In the limit, any classifier that tries to detect LLM output can be beaten by an LLM that is sufficiently good at generating human-like output. There’s evidence that a LLMs can soon become that good. And since emulating human output is an LLM’s main job, capabilities researchers and model developers will make them that good.
The second point is true but not directly relevant: OpenAI et al are committing not to make models whose output is indistinguishable from humans.
The first point is true, BUT the companies have not committed themselves to defeating it. Their own models’ output is clearly watermarked, and they will provide reliable tools to identify those watermarks. If someone else then provides a model that is good enough at paraphrasing to remove that watermark, that is that someone else’s fault, and they are effectively not abiding by this industry agreement.
If open source / widely available non-API-gated models become good enough at this to render the watermarks useless, then the commitment scheme will have failed. This is not surprising; if ungated models become good enough at anything contravening this scheme, it will have failed.
There are tacit but very necessary assumptions in this approach and it will fail if any of them break:
The ungated models released so far (eg llama) don’t contain forbidden capabilities, including output and/or paraphrasing that’s indistinguishable from human, but also of course notkillingeveryone, and won’t be improved to include them by ‘open source’ tinkering that doesn’t come from large industry players
No-one worldwide will release new more capable models, or sell ungated access to them, disobeying this industry agreement; and if they do, it will be enforced (somehow)

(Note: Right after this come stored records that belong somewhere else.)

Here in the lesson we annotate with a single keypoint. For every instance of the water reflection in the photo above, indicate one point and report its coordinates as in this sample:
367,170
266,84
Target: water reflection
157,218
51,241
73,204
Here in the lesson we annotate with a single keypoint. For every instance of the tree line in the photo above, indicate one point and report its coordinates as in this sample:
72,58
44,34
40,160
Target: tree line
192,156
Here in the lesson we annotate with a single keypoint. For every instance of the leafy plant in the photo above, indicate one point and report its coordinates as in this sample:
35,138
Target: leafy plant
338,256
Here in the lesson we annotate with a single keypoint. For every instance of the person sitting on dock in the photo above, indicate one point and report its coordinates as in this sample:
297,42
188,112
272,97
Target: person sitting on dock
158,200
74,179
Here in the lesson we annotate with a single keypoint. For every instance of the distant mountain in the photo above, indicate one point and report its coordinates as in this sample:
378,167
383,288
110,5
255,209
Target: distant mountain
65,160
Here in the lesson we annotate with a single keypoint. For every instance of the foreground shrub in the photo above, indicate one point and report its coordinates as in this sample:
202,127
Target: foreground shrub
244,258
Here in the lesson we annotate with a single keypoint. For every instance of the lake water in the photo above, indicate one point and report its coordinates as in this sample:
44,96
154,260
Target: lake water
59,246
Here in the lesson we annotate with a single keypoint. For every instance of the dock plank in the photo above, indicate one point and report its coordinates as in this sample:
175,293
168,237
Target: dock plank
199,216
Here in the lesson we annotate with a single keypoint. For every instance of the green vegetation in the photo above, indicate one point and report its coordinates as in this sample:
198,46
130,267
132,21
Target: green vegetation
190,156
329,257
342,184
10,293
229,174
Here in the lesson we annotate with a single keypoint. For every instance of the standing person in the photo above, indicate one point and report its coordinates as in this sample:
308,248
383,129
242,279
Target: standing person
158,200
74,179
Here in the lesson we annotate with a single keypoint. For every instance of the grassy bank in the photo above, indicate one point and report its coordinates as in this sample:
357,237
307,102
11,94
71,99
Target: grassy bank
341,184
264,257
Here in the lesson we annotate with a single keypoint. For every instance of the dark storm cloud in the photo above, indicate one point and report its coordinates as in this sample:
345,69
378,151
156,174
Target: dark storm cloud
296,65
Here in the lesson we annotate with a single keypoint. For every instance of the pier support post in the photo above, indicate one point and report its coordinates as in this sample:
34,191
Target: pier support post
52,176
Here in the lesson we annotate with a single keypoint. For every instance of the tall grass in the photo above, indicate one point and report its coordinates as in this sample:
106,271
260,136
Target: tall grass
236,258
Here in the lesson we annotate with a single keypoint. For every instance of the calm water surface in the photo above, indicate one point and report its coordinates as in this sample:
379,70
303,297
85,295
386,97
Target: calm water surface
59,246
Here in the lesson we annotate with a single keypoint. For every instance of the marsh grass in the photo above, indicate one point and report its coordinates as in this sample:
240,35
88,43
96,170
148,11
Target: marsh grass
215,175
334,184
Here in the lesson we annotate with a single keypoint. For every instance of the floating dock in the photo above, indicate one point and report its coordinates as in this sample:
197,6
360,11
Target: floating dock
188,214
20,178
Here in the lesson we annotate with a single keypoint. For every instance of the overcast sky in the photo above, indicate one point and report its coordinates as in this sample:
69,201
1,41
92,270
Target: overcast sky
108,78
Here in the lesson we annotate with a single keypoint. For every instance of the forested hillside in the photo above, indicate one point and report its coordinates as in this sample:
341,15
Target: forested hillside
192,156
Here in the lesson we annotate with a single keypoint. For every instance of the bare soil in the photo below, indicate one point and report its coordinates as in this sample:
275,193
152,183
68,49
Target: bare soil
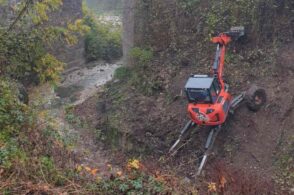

The inevitable use of more capable models, that would be illegal if released publicly, by some governments, militaries, etc. will not result in the public release of such capabilities; and also, their inevitable use of e.g. indistinguishable-from-human output will not cause such (public) problems that this commitment not to let private actors do it will become meaningless
A more recent paper shows that an equally strong model is not needed to break watermarks though paraphrasing. It suffices to have a quality oracle and a model that achieves equal quality with positive probability.
Uhm, fuck yeah?
If someone told me this 2 years a go I wouldn’t have believed it, kinda feels like we’re doing a Dr Strange on the timeline right now.